Indulge in the vibrant flavors of Dairy-Free Rice Dolma, a stunning Mediterranean-inspired dish that's both plant-based and wholesome. Perfect for vegans and those seeking dairy-free options, these stuffed grape leaves are packed with a fragrant mixture of short-grain rice, fresh parsley, mint, and pine nuts, enhanced with zesty lemon juice and a hint of tomato paste. This recipe combines a few simple yet flavorful ingredients with an easy rolling technique, resulting in tender, fully-infused dolmas that are simmered to perfection. Ideal as a crowd-pleasing appetizer or light snack, Dairy-Free Rice Dolma is served cold or at room temperature, making it a refreshing addition to any table. Follow this step-by-step guide to master the art of making homemade dolmas with effortless elegance!
Rinse the rice under cold water until the water runs clear. Set aside to drain.
In a large saucepan, heat 3 tbsp of olive oil over medium heat. Add the chopped onion and pine nuts and sauté until the onions are soft and the pine nuts are golden, about 5 minutes.
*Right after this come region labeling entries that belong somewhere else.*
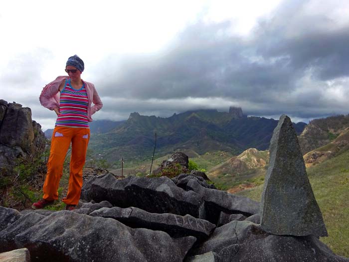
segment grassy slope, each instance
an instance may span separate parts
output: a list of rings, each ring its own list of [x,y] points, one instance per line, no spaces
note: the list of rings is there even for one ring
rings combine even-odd
[[[307,169],[329,233],[321,238],[337,255],[349,257],[349,150]],[[238,195],[260,201],[263,185]]]

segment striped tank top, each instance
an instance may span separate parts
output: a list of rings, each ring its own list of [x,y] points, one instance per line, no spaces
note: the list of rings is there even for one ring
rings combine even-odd
[[[65,80],[64,88],[61,92],[59,115],[56,126],[89,128],[87,118],[88,98],[85,83],[80,89],[74,89],[70,79]]]

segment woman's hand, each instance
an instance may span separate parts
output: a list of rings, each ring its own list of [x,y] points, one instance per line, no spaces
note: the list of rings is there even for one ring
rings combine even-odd
[[[55,107],[53,108],[53,111],[56,112],[56,114],[57,114],[57,115],[58,115],[59,114],[59,107]]]

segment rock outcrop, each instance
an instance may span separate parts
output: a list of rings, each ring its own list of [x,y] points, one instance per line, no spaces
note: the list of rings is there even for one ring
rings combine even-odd
[[[327,236],[297,134],[285,115],[274,131],[270,154],[261,203],[262,228],[279,235]]]
[[[17,158],[35,157],[41,153],[45,145],[45,135],[41,126],[31,120],[30,109],[0,100],[0,168],[2,173],[11,170]]]
[[[241,107],[230,106],[229,108],[229,113],[231,115],[233,119],[240,119],[244,117]]]
[[[30,262],[28,249],[20,249],[0,254],[1,262]]]
[[[189,167],[188,163],[188,156],[181,152],[176,152],[169,159],[163,161],[160,166],[152,173],[153,175],[158,175],[161,174],[164,169],[174,168],[177,164],[180,166],[183,172],[186,173]]]

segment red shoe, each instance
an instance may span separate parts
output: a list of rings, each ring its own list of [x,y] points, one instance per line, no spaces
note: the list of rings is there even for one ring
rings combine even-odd
[[[54,200],[46,200],[46,199],[41,199],[37,202],[35,202],[31,206],[33,209],[41,209],[44,208],[46,206],[52,205],[54,202]]]
[[[71,211],[76,209],[76,205],[67,205],[65,206],[65,210]]]

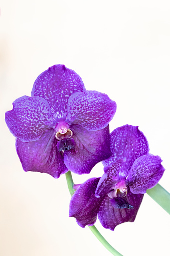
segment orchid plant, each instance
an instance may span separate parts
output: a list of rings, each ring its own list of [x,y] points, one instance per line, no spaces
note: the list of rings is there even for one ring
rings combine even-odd
[[[6,122],[16,137],[24,170],[55,178],[66,174],[72,196],[70,216],[82,227],[88,225],[113,255],[121,255],[94,226],[97,216],[104,228],[114,230],[134,221],[146,192],[169,213],[170,197],[157,184],[164,171],[162,160],[149,152],[138,127],[124,125],[109,134],[116,110],[107,95],[86,91],[78,74],[58,64],[37,77],[31,97],[14,101]],[[101,161],[101,177],[74,184],[71,172],[89,174]]]

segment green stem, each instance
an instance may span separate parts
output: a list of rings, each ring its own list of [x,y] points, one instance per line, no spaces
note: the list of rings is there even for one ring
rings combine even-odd
[[[73,189],[74,182],[71,175],[71,173],[69,170],[66,174],[66,180],[69,192],[71,196],[73,196],[75,190]],[[96,227],[93,226],[88,226],[90,229],[92,231],[94,235],[100,241],[100,242],[114,256],[123,256],[122,254],[119,253],[115,250],[110,243],[109,243],[103,236],[100,234],[99,231],[97,229]]]
[[[103,237],[103,236],[100,234],[100,233],[97,229],[96,227],[93,226],[88,226],[89,228],[91,231],[93,233],[94,235],[96,236],[97,238],[100,241],[100,242],[114,256],[123,256],[122,254],[119,253],[117,250],[115,250],[110,243],[109,243]]]
[[[170,194],[166,190],[157,184],[154,188],[148,189],[146,193],[170,214]]]

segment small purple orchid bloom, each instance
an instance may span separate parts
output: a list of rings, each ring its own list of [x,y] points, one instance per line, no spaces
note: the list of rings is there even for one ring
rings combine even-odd
[[[25,171],[88,174],[111,155],[108,124],[116,105],[107,95],[86,91],[79,75],[58,64],[37,77],[31,96],[6,114]]]
[[[82,227],[97,215],[105,228],[134,221],[146,190],[158,183],[164,168],[158,156],[149,153],[146,138],[137,126],[126,125],[110,134],[111,156],[103,161],[104,174],[81,184],[70,204],[70,217]]]

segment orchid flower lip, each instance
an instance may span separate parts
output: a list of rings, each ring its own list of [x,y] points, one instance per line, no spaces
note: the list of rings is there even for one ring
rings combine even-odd
[[[69,129],[68,129],[66,132],[65,133],[61,133],[60,132],[57,132],[56,134],[55,137],[56,139],[58,140],[61,140],[63,139],[70,139],[73,136],[73,132]]]

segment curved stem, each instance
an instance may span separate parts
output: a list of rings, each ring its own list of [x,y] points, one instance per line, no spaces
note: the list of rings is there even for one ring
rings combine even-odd
[[[170,214],[170,194],[166,190],[157,184],[152,189],[148,189],[146,193]]]
[[[114,249],[110,243],[103,237],[100,234],[99,231],[97,229],[96,227],[93,226],[88,226],[91,231],[93,233],[94,235],[100,241],[100,242],[114,256],[123,256],[122,254],[119,253],[117,250]]]
[[[70,194],[71,196],[72,196],[75,190],[73,189],[73,188],[74,182],[70,170],[69,170],[67,173],[66,173],[66,177]]]
[[[75,190],[73,189],[74,182],[70,170],[66,174],[66,180],[69,192],[71,196],[73,196]],[[100,242],[114,256],[123,256],[122,254],[119,253],[115,249],[114,249],[110,243],[109,243],[103,236],[100,234],[99,231],[97,229],[96,227],[93,226],[88,226],[90,229],[93,233],[94,235],[100,241]]]

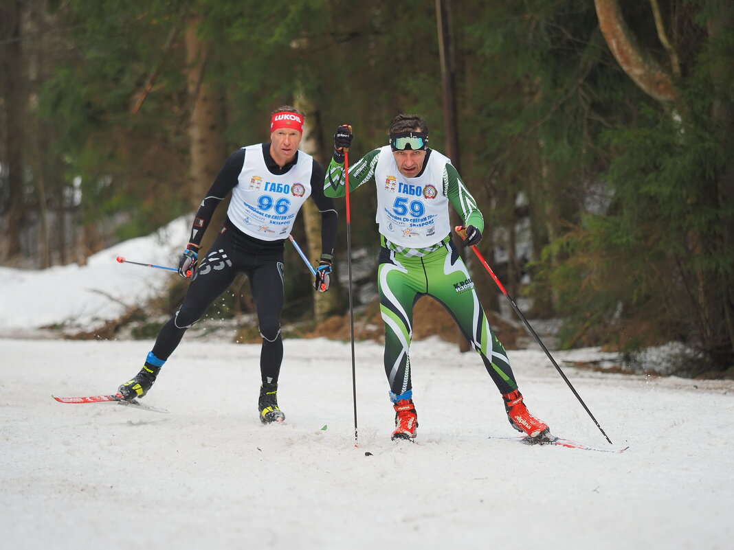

Stir in the rice, parsley, mint, tomato paste, salt, and pepper. Cook for another 2 minutes, stirring constantly.
Add 250 ml of water to the pan and bring the mixture to a boil. Lower the heat to a simmer and cook until the liquid is absorbed and the rice is partially cooked, about 10 minutes. Remove from heat and allow to cool slightly.
While the filling mixture cools, carefully remove the grape leaves from their jar and rinse under cold water to remove excess brine. Pat dry with paper towels.
Place one grape leaf (smooth side down) on a flat surface. Place a heaping teaspoon of the rice mixture near the stem end. Fold in the sides and roll the leaf up tightly but take care not to over-fill to allow expansion of rice.
Repeat this process with the remaining grape leaves and rice mixture.
Arrange the stuffed grape leaves seam side down, in a single layer, in a large saucepan. Pour remaining olive oil, lemon juice, and sprinkle sugar over the top.
Gently pour 500 ml of water over the dolmas, ensuring they are completely covered (place a heat-proof plate on top of them to keep them submerged if necessary).
Cover the pan and simmer on low heat for about 40 minutes, until the grape leaves are tender and the rice is fully cooked.
Remove from the heat and let cool to room temperature. Serve cold or at room temperature, drizzled with additional olive oil if desired.
Calories |
1204 | ||
|---|---|---|---|
% Daily Value* |
|||
| Total Fat | 82.0 g | 105% | |
| Saturated Fat | 10.8 g | 54% | |
| Polyunsaturated Fat | 15.6 g | ||
| Cholesterol | 0 mg | 0% | |
| Sodium | 4815 mg | 209% | |
| Total Carbohydrate | 108.6 g | 39% | |
| Dietary Fiber | 16.6 g | 59% | |
| Total Sugars | 16.7 g | ||
| Protein | 22.3 g | 45% | |
| Vitamin D | 0.0 mcg | 0% | |
| Calcium | 744 mg | 57% | |
| Iron | 11.5 mg | 64% | |
| Potassium | 1170 mg | 25% | |
*The % Daily Value tells you how much a nutrient in a serving of food contributes to a daily diet. 2,000 calories a day is used for general nutrition advice.